Mumps: Symptoms of a disease which is spread easily
Rest, plenty of fluids and painkillers to combat headache and tenths of fever that may accompany this condition. Mumps, except in severe cases usually do not require hospitalization, but are a disease to be protected because it spreads easily.
In fact, if we have contracted mumps we can spread the virus from seven days before the onset of the first symptoms and up to nine days after. The best prevention, the vaccine (MMR vaccine, against mumps, measles and rubella).
Who is responsible for the mumps? A virus, namely that of mumps, which causes the inflammation – usually accompanied by pain – of the parotid or other salivary glands. In most cases, mumps diagnosed in children, but adults can also become infected. In fact, it is a condition that can be more severe when suffering in adulthood. It usually occurs during the winter and spring.
The main characteristic of mumps virus is its ability to spread, for example when coughing or sneezing, similar to other viruses easily spread like those of the flu. As noted above, a person with mumps can spread to another until a week before the onset of symptoms and up to nine days later. Symptoms may be delayed up to 2 to 3 weeks after exposure.
What are the most common symptoms?
The most common symptoms are malaise, swelling of the parotid gland and occasionally other salivary glands, which can result, for example, ear pain or pain when chewing food. It may also appear episodes of fever, headache, and loss of appetite, muscle aches or fatigue.

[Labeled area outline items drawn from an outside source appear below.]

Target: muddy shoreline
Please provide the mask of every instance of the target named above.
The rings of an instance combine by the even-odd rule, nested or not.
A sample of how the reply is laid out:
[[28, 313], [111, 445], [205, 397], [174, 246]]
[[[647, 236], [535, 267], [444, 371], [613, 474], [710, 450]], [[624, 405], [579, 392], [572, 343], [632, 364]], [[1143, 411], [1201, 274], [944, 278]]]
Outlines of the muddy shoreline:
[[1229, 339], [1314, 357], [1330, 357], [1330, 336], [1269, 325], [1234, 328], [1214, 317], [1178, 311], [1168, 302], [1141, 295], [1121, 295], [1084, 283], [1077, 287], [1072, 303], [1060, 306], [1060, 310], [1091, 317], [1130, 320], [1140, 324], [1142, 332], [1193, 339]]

Mumps require treatment, because in case of complications, the most severe cases, can affect other organs such as the pancreas (pancreatitis) or the brain (meningitis mumps). It can also affect the ovaries (oophoritis) or testicles (orchitis).
Prevention and Treatment
Vaccination is the most effective measure to prevent mumps, a viral disease in significantly reducing levels of incidence. Precisely the vaccine, covering around 95%, is responsible for this decline, a trend that may be occasionally interrupted by an outbreak of a different magnitude.
The mumps vaccine (MMR) is administered in two doses, at 12 months and three years. A vaccine may also be administered to adults who did not receive it on that time.
In case of infection, the most common treatment for mumps is rest, intake of plenty of fluids (to prevent dehydration in case of fever and help the body recover from general fatigue) and analgesics (paracetamol or ibuprofen) to relieve pain headache and fever.